Di sinilah Maya mulai dihinggapi kebimbangan. Butuh second opinion untuk mendukung langkahnya tersebut. Yaitu langkah bermalas-malasan!
Tanggapanku sendiri sih, tentunya aku tidak mendukung aksi bermalas-malasan tersebut. Wajar memang, kita menjadi kesel, dan uring-uringan gegara janji/ komitmen yang tidak ditepati. Membiarkan rasa kesel hinggap di hati, juga adalah hal yang normal sih menurutku. NAMUN, rasa kesel dan uring-uringan itu, HENDAKNYA, tidaklah kita biarkan berlarut. Mengapa?

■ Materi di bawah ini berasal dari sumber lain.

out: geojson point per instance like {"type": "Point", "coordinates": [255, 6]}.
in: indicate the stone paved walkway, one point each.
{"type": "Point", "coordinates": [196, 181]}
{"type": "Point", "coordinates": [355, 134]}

Karena, itu hanya akan merugikan diri sendiri. Okelah, memuaskan hati dengan membiarkan 'kesel' itu bersemayam sejenak di hati, boleh-boleh saja. Tapi, setelah itu, kita harus menentukan langkah. Aku katakan pada Maya, jika aku jadi dia, maka langkah yang aku ambil adalah:
Tetap bekerja dengan maksimal, mencoba bicara lagi secara profesional dengan si sahabat, mengingatkan dia tentang janji/komitmennya itu. Menanyakan padanya apa dia akan penuhi komitmennya atau tidak. Jika dia punya alasan tertentu untuk membela diri, maka aku akan tanyakan lagi, kapan tepatnya dia akan penuhi janjinya itu. Ya, tentu saja secara baik-baik dan beretika lah. Aku yakin bahwa manusia dewasa, apalagi para profesional, tentu punya pemikiran matang dan bisa menghargai langkah ini.
Dan SEMENTARA ITU, [ini, jika memang kita sudah tidak betah lagi di tempat kerja yang ini lho], mulailah mencari lowongan baru. Banyak kok di miling list tentang lowongan kerja, setiap hari banyaaaak banget informasi lowongan kerja, yang tentunya ada yang sesuai dengan minat kita. Buatlah aplikasi, apply dan tunggu hasilnya. Sembari itu, tetaplah bekerja maksimal, karena bekerja maksimal, berarti kita sedang meningkatkan kapasitas diri kita, sedang mengukir prestasi kita sendiri, yang tentunya akan menjadi nilai tambah di dalam resume kita. Jangan lupa, keep connected with our networks [kolega dan para relasi] juga langkah nyata yang kita perlukan untuk mendukung kita melangkah maju lho!
Alhamdulillahnya, Maya bisa melihat sisi positif yang aku gambarkan, bahwa dengan mempertahankan kinerja kita yang maksimal, artinya kita sedang menabur nilai tambah di dalam portofolio kita. Yang tentunya akan menjadi aset berharga bagi kemajuan kita di masa depan.
Cuma nih, Sobs, yang aku herankan, bahkan sahabat karib sendiri [si pemilik klinik], kok bisa ya bisa bersikap seperti itu? Lupa akan komitmen yang telah diikrarkan, lupa memberikan hak setelah si orang yang bersangkutan telah tunai kewajiban? Ih, semoga kita dijauhkan dari hal-hal yang demikian ya, Sobs. Dan, introspeksi yuk, sudahkah kita tunaikan janji, sudahkah kita berikan hak pada seseorang yang telah tunaikan kewajibannya pada kita?
Sebuah catatan ringan, pembelajaran dari universitas kehidupan.